PITFALL – André de Toth (1948)
Pitfall est le film noir clé sur le thème du mari volage perdant sa respectabilité bourgeoise. La distribution est pertinente : Raymond Burr, dans le rôle de Mack, est à la fois répréhensible et pathétique lorsqu’il essaye de se faire aimer de Mona, jouée par Lizabeth Scott, prototype de la femme fatale La beauté angélique de Dick Powell, qui en a fait le plus vulnérable des durs du film noir, et sa prédisposition à la mélancolie, soulignent l’ennui de l’homme dont la vie s’est enlisée. Quant à Jane Wyatt, elle représente l’épouse et la mère typiques, exact opposé de Lizabeth Scott, la brune et la blonde étant ainsi inversées par rapport aux codes romanesques habituels.


Les extraits


THE PROWLER (Le Rôdeur) – Joseph Losey (1951)

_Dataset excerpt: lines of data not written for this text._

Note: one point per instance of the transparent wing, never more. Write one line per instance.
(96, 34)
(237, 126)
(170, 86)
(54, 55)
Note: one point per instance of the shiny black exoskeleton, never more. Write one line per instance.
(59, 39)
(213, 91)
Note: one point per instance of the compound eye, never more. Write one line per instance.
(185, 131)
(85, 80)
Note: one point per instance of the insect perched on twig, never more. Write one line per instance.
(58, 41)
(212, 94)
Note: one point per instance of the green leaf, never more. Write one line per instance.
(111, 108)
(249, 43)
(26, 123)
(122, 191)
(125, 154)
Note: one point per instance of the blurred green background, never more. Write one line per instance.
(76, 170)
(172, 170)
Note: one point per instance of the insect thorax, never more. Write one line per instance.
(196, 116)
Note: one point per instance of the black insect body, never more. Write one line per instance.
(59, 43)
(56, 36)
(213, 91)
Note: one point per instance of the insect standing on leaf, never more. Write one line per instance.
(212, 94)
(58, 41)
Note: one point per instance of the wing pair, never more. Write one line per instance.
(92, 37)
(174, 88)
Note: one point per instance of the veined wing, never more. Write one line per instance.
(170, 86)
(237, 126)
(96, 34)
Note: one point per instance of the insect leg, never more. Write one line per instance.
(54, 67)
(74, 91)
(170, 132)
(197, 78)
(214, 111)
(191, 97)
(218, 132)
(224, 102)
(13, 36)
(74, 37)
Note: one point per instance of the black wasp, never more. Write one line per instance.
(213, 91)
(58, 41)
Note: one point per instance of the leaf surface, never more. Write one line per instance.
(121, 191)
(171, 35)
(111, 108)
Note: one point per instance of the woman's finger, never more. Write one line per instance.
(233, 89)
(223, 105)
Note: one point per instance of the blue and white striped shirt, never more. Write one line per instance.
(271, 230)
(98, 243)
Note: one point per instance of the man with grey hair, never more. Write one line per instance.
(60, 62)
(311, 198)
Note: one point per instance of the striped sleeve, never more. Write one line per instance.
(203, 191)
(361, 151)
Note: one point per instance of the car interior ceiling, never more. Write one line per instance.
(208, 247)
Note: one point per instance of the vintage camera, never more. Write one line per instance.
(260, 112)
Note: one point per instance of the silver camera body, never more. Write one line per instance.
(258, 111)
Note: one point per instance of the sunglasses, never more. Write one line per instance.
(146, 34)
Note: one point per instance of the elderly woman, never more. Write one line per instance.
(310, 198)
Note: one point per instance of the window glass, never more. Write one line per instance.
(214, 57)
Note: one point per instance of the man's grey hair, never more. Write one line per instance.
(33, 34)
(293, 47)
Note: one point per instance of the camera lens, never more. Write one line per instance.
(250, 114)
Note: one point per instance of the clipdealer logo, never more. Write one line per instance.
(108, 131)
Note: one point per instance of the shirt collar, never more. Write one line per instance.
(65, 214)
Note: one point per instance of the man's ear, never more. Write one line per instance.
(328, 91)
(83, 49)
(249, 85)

En mai 1951, Joseph Losey et Dalton Trumbo sortent ce qui est peut-être leur meilleur film tous les deux dans l’urgence et la fébrilité. Bientôt, le premier choisira l’exil en Europe, au lieu de prêter serment de patriotisme pour se garantir un contrat de trois ans avec Stanley Kramer. Trumbo, qui ne peut déjà plus signer le film et doit travailler au rabais, s’apprête à purger dix mois de prison pour s’être refusé à répondre aux questions des chasseurs de sorcières. The Prowler (Le Rôdeur) est ainsi doublement clandestin : non seulement Trumbo se cache derrière un prête-nom, mais prend un malin plaisir à subvertir le Code de production alors tout puissant à Hollywood. Sur le papier, The Prowler pourrait passer pour un parent pauvre de Double indemnity, mais la façon dont les deux artistes, riffent sur le thème de l’adultère et du meurtre rendent leur film encore plus outrageux, si possible, que celui de Billy Wilder.